Severe traumatic ulcers may warrant local anesthetic application (viscous lidocaine 2% applied topically before eating) for pain relief. Topical antibiotics prevent secondary bacterial infection, though systemic infection risk is minimal with adequate oral hygiene and intact immune function.
Systemic Disease Manifestations and Red Flags
Certain presentations warrant investigation for underlying systemic disease: large ulcers >1 centimeter, persistent ulcers remaining unhealed beyond 3 weeks, multiple simultaneous ulcers (>5-10 ulcers), ulcers with irregular borders or tissue destruction beyond typical ulcers, and ulcers accompanied by systemic symptoms (fever, rash, arthralgia, genital ulcers).
Behçet's disease presents with recurrent major ulcers accompanied by genital ulcers, eye involvement (usually uveitis), and skin lesions. Diagnosis requires ulcers in 3-4 locations (oral, genital, ocular, cutaneous) with at least 2 years of recurrent ulceration. Systemic corticosteroids and immunosuppressive agents become necessary for management.
Other systemic conditions causing oral ulceration include: pemphigoid (autoimmune bullous disease with erosive ulcers, often with gingival involvement), pemphigus vulgaris (intraepithelial blistering leading to ulceration), lichen planus (erosive form with lacy white patches and ulceration), and Crohn's disease (ulcers sometimes preceding GI disease manifestation).
Symptomatic Management and Topical Treatments
Relief of oral ulcer pain improves quality of life and nutritional intake.
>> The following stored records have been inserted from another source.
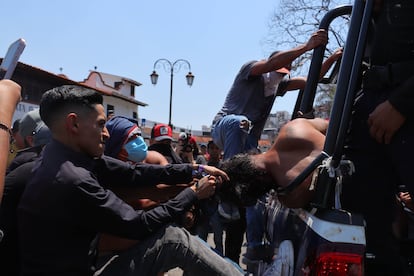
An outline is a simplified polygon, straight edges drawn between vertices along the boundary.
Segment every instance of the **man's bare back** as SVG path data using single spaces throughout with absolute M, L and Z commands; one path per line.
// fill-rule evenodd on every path
M 323 119 L 292 120 L 281 128 L 267 152 L 226 161 L 223 170 L 230 177 L 230 185 L 235 186 L 233 192 L 243 202 L 244 197 L 258 197 L 272 188 L 288 186 L 321 153 L 327 127 L 328 121 Z M 243 159 L 251 164 L 242 164 Z M 280 201 L 291 208 L 306 205 L 313 195 L 310 180 L 311 176 L 287 195 L 280 195 Z

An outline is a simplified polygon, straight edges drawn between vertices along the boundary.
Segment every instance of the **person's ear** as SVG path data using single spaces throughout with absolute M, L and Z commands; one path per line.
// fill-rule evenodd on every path
M 26 147 L 33 147 L 34 146 L 34 138 L 33 135 L 28 135 L 24 138 L 25 146 Z
M 75 113 L 69 113 L 66 116 L 66 128 L 70 132 L 78 132 L 78 130 L 79 130 L 79 118 Z

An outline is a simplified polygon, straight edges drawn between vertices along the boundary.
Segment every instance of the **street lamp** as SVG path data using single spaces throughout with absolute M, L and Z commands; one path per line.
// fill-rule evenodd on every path
M 171 124 L 171 109 L 172 109 L 172 94 L 173 94 L 174 71 L 175 72 L 178 72 L 180 70 L 181 66 L 187 65 L 189 72 L 185 76 L 185 78 L 187 79 L 187 84 L 190 87 L 191 87 L 191 85 L 193 85 L 194 75 L 191 73 L 191 65 L 190 65 L 190 62 L 188 62 L 187 60 L 185 60 L 185 59 L 177 59 L 176 61 L 171 62 L 168 59 L 160 58 L 157 61 L 155 61 L 155 63 L 154 63 L 154 70 L 152 71 L 152 74 L 150 75 L 150 77 L 151 77 L 151 83 L 153 85 L 156 85 L 157 84 L 157 81 L 158 81 L 158 74 L 155 71 L 155 67 L 157 66 L 158 63 L 161 63 L 164 66 L 164 69 L 165 70 L 170 70 L 170 114 L 169 114 L 169 119 L 168 119 L 168 125 L 171 126 L 171 128 L 172 128 L 172 124 Z

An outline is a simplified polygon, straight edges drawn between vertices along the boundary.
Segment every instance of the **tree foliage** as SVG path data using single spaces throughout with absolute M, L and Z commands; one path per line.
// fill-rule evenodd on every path
M 350 4 L 349 0 L 280 0 L 270 22 L 269 33 L 264 40 L 269 53 L 275 49 L 285 50 L 305 43 L 315 32 L 325 14 L 339 5 Z M 349 16 L 335 19 L 329 28 L 329 43 L 326 54 L 343 46 L 348 31 Z M 301 66 L 310 59 L 312 52 L 298 58 Z
M 270 22 L 269 33 L 264 40 L 265 48 L 269 53 L 274 50 L 286 50 L 306 43 L 310 35 L 319 29 L 325 14 L 339 6 L 349 5 L 350 0 L 280 0 L 274 10 Z M 342 47 L 348 32 L 349 16 L 336 18 L 329 26 L 329 42 L 325 57 Z M 312 51 L 297 58 L 292 64 L 294 75 L 306 76 L 309 70 Z M 332 101 L 334 93 L 332 87 L 319 86 L 317 104 Z M 322 95 L 321 95 L 322 93 Z

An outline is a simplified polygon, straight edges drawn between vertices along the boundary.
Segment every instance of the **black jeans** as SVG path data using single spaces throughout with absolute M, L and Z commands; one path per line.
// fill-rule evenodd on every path
M 225 256 L 235 263 L 239 263 L 243 237 L 246 232 L 246 209 L 239 208 L 240 219 L 226 226 Z

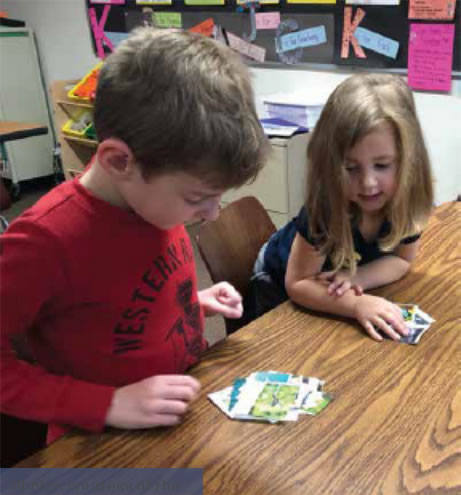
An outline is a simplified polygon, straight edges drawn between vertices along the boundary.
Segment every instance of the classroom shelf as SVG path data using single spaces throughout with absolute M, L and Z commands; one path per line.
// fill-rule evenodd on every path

Topical anesthetics (viscous lidocaine 2%, benzocaine ointment) provide 15-30 minutes of mucosal anesthesia following application, sufficient to allow eating or speaking. Anesthetics should be applied just before eating to maximize benefit duration.
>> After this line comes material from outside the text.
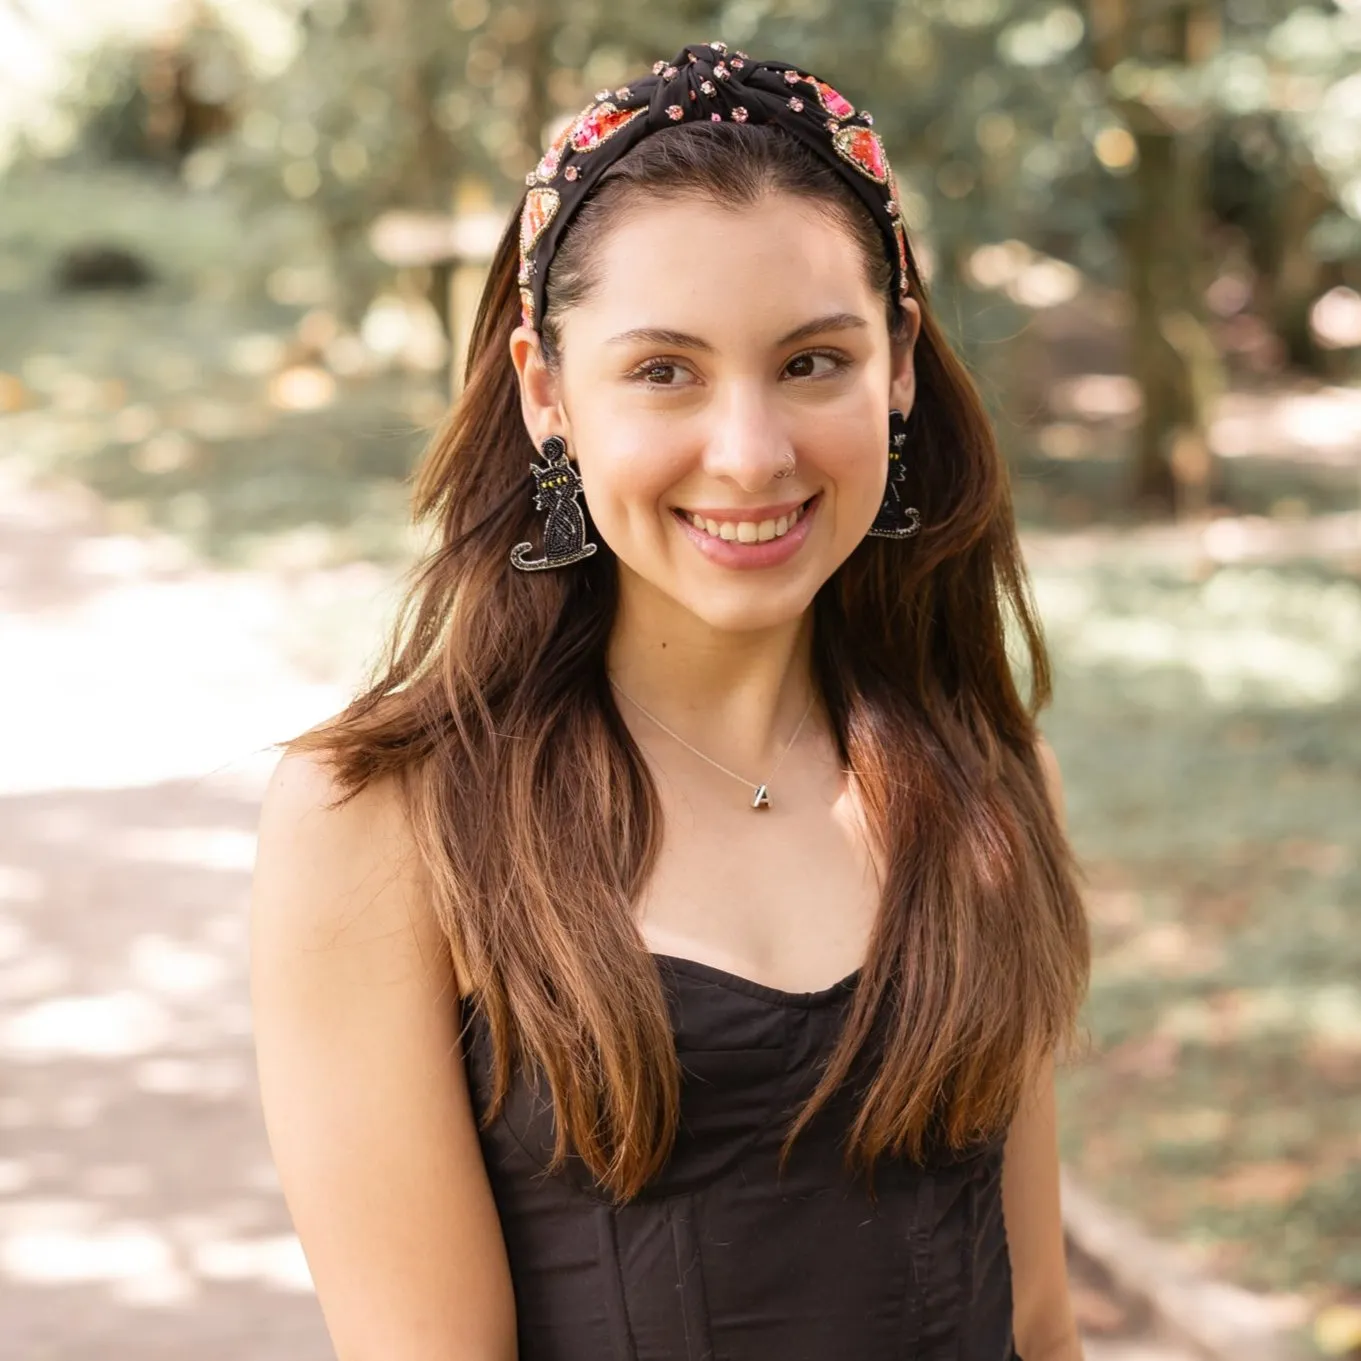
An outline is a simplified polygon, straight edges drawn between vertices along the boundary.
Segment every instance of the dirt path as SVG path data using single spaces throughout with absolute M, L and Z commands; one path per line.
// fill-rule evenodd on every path
M 0 1355 L 330 1355 L 264 1140 L 268 743 L 340 692 L 261 579 L 0 498 Z
M 384 579 L 204 572 L 97 503 L 3 492 L 0 1357 L 322 1361 L 246 895 L 268 744 L 338 706 Z M 1075 1285 L 1091 1361 L 1177 1361 Z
Antimicrobial rinses (chlorhexidine 0.12% twice daily or hydrogen peroxide rinses) reduce secondary bacterial infection and may slightly accelerate healing, though clinical benefit is modest. Most oral ulcers have minimal infection risk due to excellent oral blood supply and antimicrobial properties of saliva.
Protective barrier agents (amlexanox paste applied directly to ulcer surface three times daily) show modest healing acceleration (healing time reduced by 1-2 days) in some studies through unknown mechanisms. Cost-benefit analysis often favors supportive care and topical analgesics over prescription protective agents.
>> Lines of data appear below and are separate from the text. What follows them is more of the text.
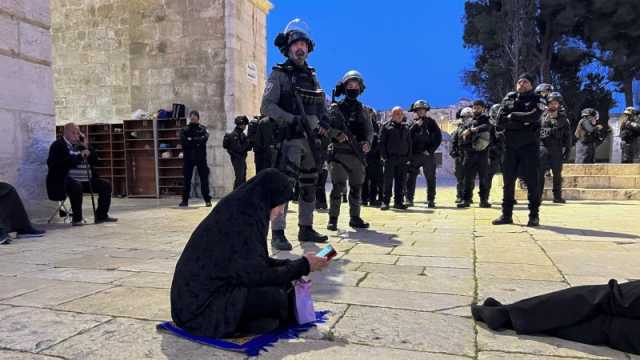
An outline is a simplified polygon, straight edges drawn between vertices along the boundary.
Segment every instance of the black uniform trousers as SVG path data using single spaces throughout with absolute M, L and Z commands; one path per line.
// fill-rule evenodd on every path
M 464 197 L 464 157 L 458 156 L 455 159 L 454 174 L 456 176 L 456 199 Z
M 390 157 L 384 163 L 384 198 L 383 202 L 391 202 L 393 190 L 393 202 L 396 205 L 404 203 L 404 187 L 407 178 L 407 158 Z
M 477 174 L 480 183 L 480 200 L 487 201 L 489 199 L 489 150 L 465 151 L 463 168 L 464 192 L 462 199 L 465 202 L 471 202 Z
M 596 162 L 596 143 L 576 142 L 576 164 L 593 164 Z
M 496 311 L 501 308 L 519 334 L 548 334 L 640 354 L 640 281 L 577 286 Z
M 241 156 L 231 156 L 231 165 L 235 181 L 233 182 L 233 190 L 247 182 L 247 159 Z
M 487 192 L 491 195 L 491 187 L 493 186 L 493 177 L 502 170 L 502 159 L 500 157 L 491 158 L 489 156 L 489 178 L 487 180 Z
M 367 169 L 362 185 L 362 202 L 382 202 L 384 198 L 384 169 L 382 160 L 367 158 Z
M 427 180 L 427 201 L 436 199 L 436 158 L 433 154 L 413 154 L 409 162 L 409 178 L 407 179 L 407 200 L 413 201 L 416 193 L 416 180 L 420 168 Z
M 270 148 L 254 150 L 256 174 L 264 169 L 273 167 L 273 153 Z
M 507 146 L 502 163 L 504 187 L 502 192 L 502 214 L 511 218 L 515 202 L 516 179 L 524 176 L 529 200 L 529 216 L 538 216 L 540 195 L 538 195 L 538 172 L 540 168 L 540 144 L 532 142 L 519 147 Z M 519 174 L 519 170 L 522 174 Z
M 287 326 L 295 320 L 294 306 L 295 292 L 291 285 L 249 288 L 237 332 L 258 334 Z
M 540 174 L 538 193 L 540 200 L 544 194 L 545 173 L 551 170 L 553 175 L 553 198 L 562 198 L 562 146 L 540 147 Z
M 189 195 L 191 195 L 191 178 L 193 177 L 194 168 L 198 168 L 202 198 L 204 201 L 211 201 L 211 195 L 209 194 L 209 166 L 207 165 L 207 159 L 205 157 L 194 159 L 184 158 L 184 190 L 182 200 L 188 201 Z
M 316 208 L 327 208 L 327 178 L 329 177 L 329 170 L 324 166 L 322 170 L 318 172 L 318 183 L 316 184 Z
M 82 221 L 82 194 L 93 191 L 98 194 L 98 207 L 96 208 L 96 219 L 105 219 L 109 213 L 111 206 L 111 184 L 98 179 L 91 178 L 91 187 L 88 181 L 76 181 L 70 176 L 64 180 L 64 189 L 71 203 L 71 212 L 73 222 Z

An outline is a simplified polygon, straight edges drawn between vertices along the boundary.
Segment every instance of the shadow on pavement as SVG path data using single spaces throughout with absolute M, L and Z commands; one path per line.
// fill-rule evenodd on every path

Laser therapy applied to painful recurrent aphthous ulcers (low-level laser at 980 nm wavelength, 1-2 watts power, approximately 30-60 seconds duration) shows promising results in small studies, with 50-70% of patients showing reduced pain and accelerated healing. Mechanism possibly involves stimulation of mitochondrial function and reduced inflammatory response. Further research is necessary to establish standardized protocols and compare cost-benefit to simpler topical approaches.